I just checked it, the problem is in the function _translate_forward_models from SciPy's solver:

def _translate_forward_models(self):
"""
Translate the inverse problem's forward models as needed for this solver.
"""
logger.debug("Translate the problem's forward models")
for fwd_name, fwd_obj in self.problem.forward_models.items():
# create a full forward model from its hull where the sensors are not yet
# connected to the experimental data
forward_model_hull = self.problem.forward_models[fwd_name]
forward_model = forward_model_hull.__class__.__bases__[0](
fwd_name, *fwd_obj.args, **fwd_obj.kwargs
)
synchronize_objects(
forward_model,
forward_model_hull,
exclude_startswith=("__", "_", "experiment_names"),
)
# add the experiments to the created forward model object by connecting
# them with the respective sensors
for exp_name in forward_model_hull.experiment_names:
sensor_data = self.problem.experiments[exp_name].sensor_data
forward_model.connect_experimental_data_to_sensors(
exp_name, sensor_data
)
# this is a default preparation for increased efficiency
forward_model.prepare_experimental_inputs_and_outputs()
# finally, add the forward model to the problem
self.problem.forward_models[fwd_name] = forward_model

The other solvers currently inherit from the SciPy's, therefore they behave in the same way.
When an inverse problem is initialized, the forward model is added as an instance of ForwardModelHull class that inherits from the derived ForwardModelClass (e.g. DerivedModelClass). When the previous function is called in the solver, a DerivedModelClass is instantiated and in the last line it substitutes the ForwardModelHull class.

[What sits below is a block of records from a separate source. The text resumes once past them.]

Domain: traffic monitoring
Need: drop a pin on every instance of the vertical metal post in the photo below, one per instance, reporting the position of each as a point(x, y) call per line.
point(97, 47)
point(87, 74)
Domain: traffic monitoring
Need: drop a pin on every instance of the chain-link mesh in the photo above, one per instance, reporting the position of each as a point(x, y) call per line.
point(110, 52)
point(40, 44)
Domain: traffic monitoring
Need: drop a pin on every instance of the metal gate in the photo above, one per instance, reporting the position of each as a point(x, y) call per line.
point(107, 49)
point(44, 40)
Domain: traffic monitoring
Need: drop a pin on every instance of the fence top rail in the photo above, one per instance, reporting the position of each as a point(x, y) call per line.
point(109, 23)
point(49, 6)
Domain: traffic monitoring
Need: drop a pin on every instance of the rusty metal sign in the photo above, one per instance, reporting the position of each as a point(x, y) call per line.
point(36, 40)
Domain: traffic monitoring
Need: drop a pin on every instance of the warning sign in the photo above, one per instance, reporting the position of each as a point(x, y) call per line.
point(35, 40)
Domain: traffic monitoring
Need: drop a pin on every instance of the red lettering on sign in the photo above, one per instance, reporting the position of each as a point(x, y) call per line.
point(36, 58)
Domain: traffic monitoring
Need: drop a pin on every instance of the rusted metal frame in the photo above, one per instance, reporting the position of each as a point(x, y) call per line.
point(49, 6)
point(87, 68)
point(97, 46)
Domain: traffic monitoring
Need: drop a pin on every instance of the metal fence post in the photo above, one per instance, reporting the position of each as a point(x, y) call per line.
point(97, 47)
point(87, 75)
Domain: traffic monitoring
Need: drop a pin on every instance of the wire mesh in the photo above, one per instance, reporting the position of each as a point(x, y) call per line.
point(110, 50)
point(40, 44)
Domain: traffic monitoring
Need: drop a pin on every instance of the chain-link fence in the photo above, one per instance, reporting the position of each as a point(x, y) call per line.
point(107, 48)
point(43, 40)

self.problem.forward_models[fwd_name] = forward_model

This is possible because in lines 88-89 the function sees that the base class from the ForwardModelHull object is DerivedModelClass:

forward_model = forward_model_hull.__class__.__bases__[0](
fwd_name, *fwd_obj.args, **fwd_obj.kwargs

However, once the function is called, the forward model remains as the instance of DerivedModelClass. Here it is where deepcopy is required. At the solver level, a deepcopy of the initial problem is created (i.e. the one with a ForwardModelHull instance as forward model), therefore the original problem is not modified when the previous functions are called. In that case, every solver starts with a ForwardModelHull instance as forward model. Without the deepcopy, all the solvers share the same original problem. Only the first one will see a ForwardModelHull instance as forward model, while the others will see a DerivedModelClass. When calling forward_model_hull.__class__.__bases__[0]() they will generate a ForwardModelBase instance instead of a DerivedModelClass one. This leads to NotImplementedError: No 'interface'-method defined for forward model.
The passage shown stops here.